This past weekend we went on a senior high retreat to the Parsons’ cabin. The Parsons’ cabin has become a yearly staple in our student ministry calendar. It is a small, simple cabin that God has used over the past thirteen years to do some great work in me and the students that have attended those retreats. This past weekend was no exception — God was at work. He prepared a lesson in me that was just right for the group we had going. Our topic of conversation was legalism, licentiousness, and liberty.

As someone who grew up in the church, legalism is a pitfall I can fall into. Legalism is where we create rules that God doesn’t hold us to and we expect others to adhere to those rules. If others don’t hold to those rules, then we judge them. That’s what the Pharisees did in Scripture.
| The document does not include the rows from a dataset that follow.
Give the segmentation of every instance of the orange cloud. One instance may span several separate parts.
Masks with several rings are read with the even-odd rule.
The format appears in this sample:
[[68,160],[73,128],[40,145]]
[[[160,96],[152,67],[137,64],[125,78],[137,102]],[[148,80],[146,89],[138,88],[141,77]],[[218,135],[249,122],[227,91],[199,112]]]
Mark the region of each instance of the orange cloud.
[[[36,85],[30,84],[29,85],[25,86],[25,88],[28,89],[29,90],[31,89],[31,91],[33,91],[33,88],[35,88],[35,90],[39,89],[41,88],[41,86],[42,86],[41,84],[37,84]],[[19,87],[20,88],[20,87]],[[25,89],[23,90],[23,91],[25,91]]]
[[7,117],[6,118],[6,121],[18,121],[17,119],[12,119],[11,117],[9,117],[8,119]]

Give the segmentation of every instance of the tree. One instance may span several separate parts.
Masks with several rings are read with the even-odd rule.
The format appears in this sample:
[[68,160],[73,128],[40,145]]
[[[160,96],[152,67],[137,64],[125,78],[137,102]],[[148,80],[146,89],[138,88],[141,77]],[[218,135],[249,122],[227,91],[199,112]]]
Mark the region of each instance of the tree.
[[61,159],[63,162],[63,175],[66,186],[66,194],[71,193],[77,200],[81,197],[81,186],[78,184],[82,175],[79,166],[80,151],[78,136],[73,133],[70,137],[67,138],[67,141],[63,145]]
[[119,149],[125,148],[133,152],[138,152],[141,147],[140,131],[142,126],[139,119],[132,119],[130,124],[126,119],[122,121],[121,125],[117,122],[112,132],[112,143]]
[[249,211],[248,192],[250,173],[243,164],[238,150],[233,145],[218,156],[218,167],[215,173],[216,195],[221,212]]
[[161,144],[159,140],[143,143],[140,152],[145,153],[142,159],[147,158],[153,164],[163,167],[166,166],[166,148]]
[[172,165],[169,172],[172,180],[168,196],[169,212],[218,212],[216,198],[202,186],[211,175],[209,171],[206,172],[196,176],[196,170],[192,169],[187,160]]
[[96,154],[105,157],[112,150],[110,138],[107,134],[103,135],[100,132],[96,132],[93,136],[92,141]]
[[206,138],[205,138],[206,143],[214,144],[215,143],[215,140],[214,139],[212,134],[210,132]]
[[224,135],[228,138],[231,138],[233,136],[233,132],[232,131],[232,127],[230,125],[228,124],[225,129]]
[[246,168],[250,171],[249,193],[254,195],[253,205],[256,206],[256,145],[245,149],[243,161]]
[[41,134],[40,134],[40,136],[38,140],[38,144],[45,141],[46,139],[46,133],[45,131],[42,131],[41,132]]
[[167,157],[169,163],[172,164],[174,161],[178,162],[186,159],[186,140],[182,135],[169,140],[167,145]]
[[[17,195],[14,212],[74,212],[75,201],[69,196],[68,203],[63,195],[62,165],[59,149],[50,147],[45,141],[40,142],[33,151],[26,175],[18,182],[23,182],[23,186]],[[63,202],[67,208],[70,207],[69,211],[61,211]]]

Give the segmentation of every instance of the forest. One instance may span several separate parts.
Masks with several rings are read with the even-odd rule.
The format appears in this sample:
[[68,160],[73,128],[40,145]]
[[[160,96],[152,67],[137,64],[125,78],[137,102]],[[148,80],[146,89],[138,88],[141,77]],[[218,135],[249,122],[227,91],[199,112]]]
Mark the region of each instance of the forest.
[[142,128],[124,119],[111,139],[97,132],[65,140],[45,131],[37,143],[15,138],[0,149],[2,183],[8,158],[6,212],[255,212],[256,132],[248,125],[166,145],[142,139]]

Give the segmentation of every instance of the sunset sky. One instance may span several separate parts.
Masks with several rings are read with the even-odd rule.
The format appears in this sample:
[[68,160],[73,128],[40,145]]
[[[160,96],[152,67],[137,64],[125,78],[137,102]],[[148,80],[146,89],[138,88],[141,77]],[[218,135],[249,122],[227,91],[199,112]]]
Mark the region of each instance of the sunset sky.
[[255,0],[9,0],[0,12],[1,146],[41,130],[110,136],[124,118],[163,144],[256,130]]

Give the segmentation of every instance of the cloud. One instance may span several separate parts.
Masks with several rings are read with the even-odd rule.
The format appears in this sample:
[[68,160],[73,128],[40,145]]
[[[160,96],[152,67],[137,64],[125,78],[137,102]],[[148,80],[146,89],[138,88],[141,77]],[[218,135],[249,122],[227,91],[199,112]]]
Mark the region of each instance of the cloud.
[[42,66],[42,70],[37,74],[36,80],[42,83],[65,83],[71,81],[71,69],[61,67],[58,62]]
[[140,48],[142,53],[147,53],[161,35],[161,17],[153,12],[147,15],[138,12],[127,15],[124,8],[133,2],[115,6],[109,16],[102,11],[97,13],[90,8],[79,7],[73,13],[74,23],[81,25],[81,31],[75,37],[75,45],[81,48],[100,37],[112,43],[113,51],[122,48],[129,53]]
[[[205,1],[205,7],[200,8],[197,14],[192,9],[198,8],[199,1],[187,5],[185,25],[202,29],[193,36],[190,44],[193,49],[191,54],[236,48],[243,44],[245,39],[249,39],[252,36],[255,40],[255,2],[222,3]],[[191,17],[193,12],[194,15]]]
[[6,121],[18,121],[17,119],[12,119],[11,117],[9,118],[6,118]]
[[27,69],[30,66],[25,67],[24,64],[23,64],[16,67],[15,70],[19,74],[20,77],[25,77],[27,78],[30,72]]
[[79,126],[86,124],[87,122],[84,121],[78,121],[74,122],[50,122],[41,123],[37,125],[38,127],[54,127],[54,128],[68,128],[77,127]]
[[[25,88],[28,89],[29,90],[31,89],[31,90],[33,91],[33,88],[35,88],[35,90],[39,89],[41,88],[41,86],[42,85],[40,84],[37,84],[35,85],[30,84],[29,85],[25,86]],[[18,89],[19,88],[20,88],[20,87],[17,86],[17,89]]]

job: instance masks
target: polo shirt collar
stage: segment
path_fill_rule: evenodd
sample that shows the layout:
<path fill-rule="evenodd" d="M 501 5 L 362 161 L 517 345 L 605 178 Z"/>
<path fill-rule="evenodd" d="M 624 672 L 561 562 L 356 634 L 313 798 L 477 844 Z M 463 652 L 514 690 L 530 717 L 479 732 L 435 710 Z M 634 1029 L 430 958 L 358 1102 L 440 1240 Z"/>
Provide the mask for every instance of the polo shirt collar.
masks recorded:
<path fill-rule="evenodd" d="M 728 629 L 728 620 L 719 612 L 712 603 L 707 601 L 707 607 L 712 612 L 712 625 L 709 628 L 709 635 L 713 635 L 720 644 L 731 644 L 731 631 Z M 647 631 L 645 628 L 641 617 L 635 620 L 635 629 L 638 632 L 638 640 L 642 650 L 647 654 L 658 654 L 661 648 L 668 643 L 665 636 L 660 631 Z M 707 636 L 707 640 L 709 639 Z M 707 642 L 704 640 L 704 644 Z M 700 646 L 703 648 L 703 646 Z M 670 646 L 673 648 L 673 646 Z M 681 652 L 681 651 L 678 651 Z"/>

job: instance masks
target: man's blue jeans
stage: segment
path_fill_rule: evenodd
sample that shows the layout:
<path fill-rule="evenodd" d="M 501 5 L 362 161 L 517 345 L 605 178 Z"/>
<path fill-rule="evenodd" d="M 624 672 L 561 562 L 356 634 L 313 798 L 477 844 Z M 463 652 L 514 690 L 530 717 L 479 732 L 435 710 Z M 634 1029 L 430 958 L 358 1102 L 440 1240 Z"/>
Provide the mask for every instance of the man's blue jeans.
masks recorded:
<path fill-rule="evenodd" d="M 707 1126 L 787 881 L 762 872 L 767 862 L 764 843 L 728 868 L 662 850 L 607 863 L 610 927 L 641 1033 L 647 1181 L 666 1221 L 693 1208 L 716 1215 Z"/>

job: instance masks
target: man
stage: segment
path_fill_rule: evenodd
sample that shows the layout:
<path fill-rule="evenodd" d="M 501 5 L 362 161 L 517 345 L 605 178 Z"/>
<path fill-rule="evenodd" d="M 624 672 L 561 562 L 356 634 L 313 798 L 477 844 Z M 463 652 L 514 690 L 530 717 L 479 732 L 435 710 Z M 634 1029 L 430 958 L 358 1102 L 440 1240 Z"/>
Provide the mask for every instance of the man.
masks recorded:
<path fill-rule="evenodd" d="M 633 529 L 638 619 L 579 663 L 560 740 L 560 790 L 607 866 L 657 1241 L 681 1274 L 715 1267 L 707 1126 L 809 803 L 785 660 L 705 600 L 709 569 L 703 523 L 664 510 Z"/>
They would create laws that they expected everyone to follow, and if someone didn’t follow them, they were less spiritual than they should be.

Licentiousness is where we create a moral law for ourselves apart from God, and we live by it. There is no expectation of others except, as long as they allow us to live as we want. This is a huge problem in our culture today. We become god and set our own standards. As believers, we have to pay careful attention to make sure this doesn’t sink into our way of life. It is easy to fall into, but we have to fight the urge to be king over our life.

Legalism and licentiousness are two ends to the spectrum, and both lead to bondage. Legalism sets up rules for everyone, licentiousness sets up rules for self and no one else. Legalism says it is a sin to listen to certain types of music. Licentiousness says I can listen to whatever I want, because I want to. Legalism says it is a sin to date. Licentiousness says that I can date whomever I want, when I want. Legalism says that everyone should only eat certain foods. Licentiousness says I can eat whatever I want, it doesn’t hurt anyone else.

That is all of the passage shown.